The Safety of Imitation Parts

Are replacement body parts unsafe?

That’s a question has not really been addressed.
The National Highway Traffic Safety Administration (NHTSA) crash-tests new cars. Although NHTSA official Kenneth Weinstein agrees that there’s “clearly a potential for diminished safety” with imitation doors in a side impact, his agency’s standards don’t apply to replacement doors. The Insurance Institute for Highway Safety (IIHS) also crash-tests new cars. The only replacement part it tested was one imitation hood 13 years ago.

Safety testing (crash-testing) of replacement parts–both OEM and non-OEM–is particularly difficult and prohibitively expensive. There are many possible combinations of replacement parts and original cars. Yet some controlled safety study of these parts should be done to ensure that a car will be as crashworthy after a repair as it was before.
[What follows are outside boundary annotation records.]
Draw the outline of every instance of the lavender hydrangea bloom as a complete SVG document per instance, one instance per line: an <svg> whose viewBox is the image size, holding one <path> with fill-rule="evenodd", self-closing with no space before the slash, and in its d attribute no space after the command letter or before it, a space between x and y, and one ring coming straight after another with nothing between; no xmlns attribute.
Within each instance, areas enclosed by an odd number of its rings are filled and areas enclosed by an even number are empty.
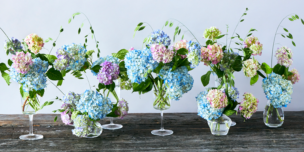
<svg viewBox="0 0 304 152"><path fill-rule="evenodd" d="M113 80L118 78L120 71L118 65L107 61L105 61L100 64L102 67L99 71L97 75L97 79L99 82L105 85L110 85L113 83Z"/></svg>
<svg viewBox="0 0 304 152"><path fill-rule="evenodd" d="M127 74L132 83L140 84L146 81L148 71L153 71L158 66L153 59L152 52L147 48L142 50L131 50L125 56L125 65Z"/></svg>

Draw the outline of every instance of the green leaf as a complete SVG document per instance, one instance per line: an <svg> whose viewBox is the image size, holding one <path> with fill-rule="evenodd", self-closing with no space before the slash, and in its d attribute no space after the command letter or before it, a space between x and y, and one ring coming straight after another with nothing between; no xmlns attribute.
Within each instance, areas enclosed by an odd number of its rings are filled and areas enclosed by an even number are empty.
<svg viewBox="0 0 304 152"><path fill-rule="evenodd" d="M256 74L250 79L250 85L253 85L257 81L257 80L258 79L259 75L258 74Z"/></svg>
<svg viewBox="0 0 304 152"><path fill-rule="evenodd" d="M273 68L270 67L265 62L262 64L262 65L261 65L261 68L266 74L270 74L273 70Z"/></svg>
<svg viewBox="0 0 304 152"><path fill-rule="evenodd" d="M56 70L54 67L51 67L47 72L47 76L52 80L64 80L60 71Z"/></svg>
<svg viewBox="0 0 304 152"><path fill-rule="evenodd" d="M203 85L204 87L206 87L209 84L209 81L210 80L210 74L211 74L211 71L208 71L206 74L203 75L201 77L201 81L202 81L202 83L203 84Z"/></svg>
<svg viewBox="0 0 304 152"><path fill-rule="evenodd" d="M273 72L278 74L282 75L285 72L285 68L286 67L285 66L281 66L279 64L278 64L273 67Z"/></svg>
Three types of parts warrant special scrutiny:

When a bumper breaks, as some imitations did even in the Consumers Reports low-speed tests, the car’s safety – and that of the occupants – may be compromised. At the least, headlights and other safety-related equipment may be damaged; at worst, the car may suffer structural damage and the passengers injured. Bumpers may also affect the way the energy of a crash sets off the car’s airbags.

In a 1991 memo, IIHS President Brian O’Neill notified the institute’s sponsoring companies about allegations of knock off door shells made without the guard beams required by federal regulations for protection during side impacts. Even doors that have the beams could be a safety problem if the welds aren’t strong enough or if lighter-gauge steel is used.

When overseas manufacturers copy a hood, they purportedly also copy the “crush initiators” that allow the hood to fold up in a crash rather than slice through the windshield. This is an important safety feature, but hardly any imitation hoods have ever been tested. Volvo did crash-test one, as shown in a 1992 video, and found that it didn’t crumple properly. It intruded into the windshield area, a clear violation of U.S. safety standards for new cars.

Daniel Della Rova’s experience raises other concerns (according to a Consumers Reports article – February of 1999). The latch connection on his car’s hood was more susceptible to failure than the factory latch connection, according to damage appraiser Charlie Barone. Repair shops have reported other hood problems–weak welds, poor seams, and one shop manager had a hood whose top skin separated from its frame.